Monday, 21 May 2007

Adopting incorrect viewpoints leads to knowledge incapable to explain phenomena

     Nature is quite frugal in the amount of information that makes available for us to understand and explain phenomena. Therefore we rely on a limited set of features and conditions pertained in the phenomena, to build knowledge and improve understanding. Moreover, our capacity to discern subtle differences in features and conditions, is limited and this further deteriorates the quality of knowledge gained.

      This continues on when we assign incorrect weights in selected attributes driven by motives other than valid reason. Such action ignores valid attributes, or even distort chosen attributes, misrepresenting the phenomenon. Assumed viewpoints lead to a body of knowledge incapable of explaining the phenomena in question. The knowledge thus produced is incomplete, in its mild form, misleading and unrealistic, to outright harmful, in its most severe form.

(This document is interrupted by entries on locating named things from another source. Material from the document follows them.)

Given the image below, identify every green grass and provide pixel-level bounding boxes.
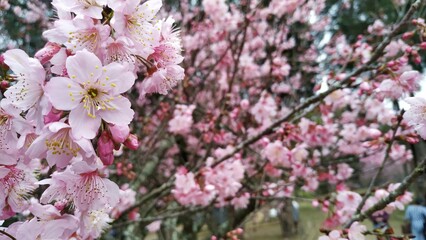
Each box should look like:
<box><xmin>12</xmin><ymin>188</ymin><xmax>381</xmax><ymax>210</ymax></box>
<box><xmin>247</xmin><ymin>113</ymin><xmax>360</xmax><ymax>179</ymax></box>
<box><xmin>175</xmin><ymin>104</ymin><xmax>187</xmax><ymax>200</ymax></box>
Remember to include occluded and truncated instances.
<box><xmin>244</xmin><ymin>203</ymin><xmax>404</xmax><ymax>240</ymax></box>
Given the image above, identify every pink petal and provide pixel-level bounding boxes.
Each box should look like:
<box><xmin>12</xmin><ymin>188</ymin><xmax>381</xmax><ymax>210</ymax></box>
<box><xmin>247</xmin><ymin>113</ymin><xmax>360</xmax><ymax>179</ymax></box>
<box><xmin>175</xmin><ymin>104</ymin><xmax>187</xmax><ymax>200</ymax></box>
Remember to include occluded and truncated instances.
<box><xmin>4</xmin><ymin>81</ymin><xmax>43</xmax><ymax>111</ymax></box>
<box><xmin>69</xmin><ymin>104</ymin><xmax>101</xmax><ymax>139</ymax></box>
<box><xmin>44</xmin><ymin>77</ymin><xmax>84</xmax><ymax>110</ymax></box>
<box><xmin>66</xmin><ymin>50</ymin><xmax>102</xmax><ymax>83</ymax></box>
<box><xmin>98</xmin><ymin>96</ymin><xmax>134</xmax><ymax>125</ymax></box>
<box><xmin>99</xmin><ymin>62</ymin><xmax>135</xmax><ymax>96</ymax></box>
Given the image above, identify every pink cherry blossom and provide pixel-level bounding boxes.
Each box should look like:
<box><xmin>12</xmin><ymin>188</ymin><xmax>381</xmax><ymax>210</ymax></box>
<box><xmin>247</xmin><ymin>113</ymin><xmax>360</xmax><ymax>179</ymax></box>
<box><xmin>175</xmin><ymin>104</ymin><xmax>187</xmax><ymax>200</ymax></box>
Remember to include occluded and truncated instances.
<box><xmin>3</xmin><ymin>49</ymin><xmax>46</xmax><ymax>111</ymax></box>
<box><xmin>39</xmin><ymin>161</ymin><xmax>119</xmax><ymax>212</ymax></box>
<box><xmin>26</xmin><ymin>122</ymin><xmax>94</xmax><ymax>168</ymax></box>
<box><xmin>45</xmin><ymin>51</ymin><xmax>135</xmax><ymax>139</ymax></box>
<box><xmin>348</xmin><ymin>222</ymin><xmax>367</xmax><ymax>240</ymax></box>
<box><xmin>404</xmin><ymin>97</ymin><xmax>426</xmax><ymax>139</ymax></box>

     This process affects all knowledge systems, humans develop to explain phenomena. From the physical sciences to the social sciences to the systems of knowledge we develop to explain social and historical phenomena. Phenomena that are driven by human interactions in the scale of civilisations, societies and communities as well as to the scale of markets, organisations, industries, educational establishments, workplaces, right down to an individual's own personal relationships.

     This is more significant if attained knowledge is used to define the behaviour of human individuals in social structures. Assuming the chaotic influence in the evolution of life systems, behaviour so defined is reproduced by self-similarity across scales. Reproduced patterns of behaviour, spread and become dominant. They form a set of automated responses, habits, and provide the rules for human-agent interactions. Human-agent interactions, that are based upon incomplete, misleading, unrealistic or harmful body of knowledge, adversely affect the systems they provide the foundations for. Thus systems, by definition, have a built-in element of self-doubt that erode their integrity from within.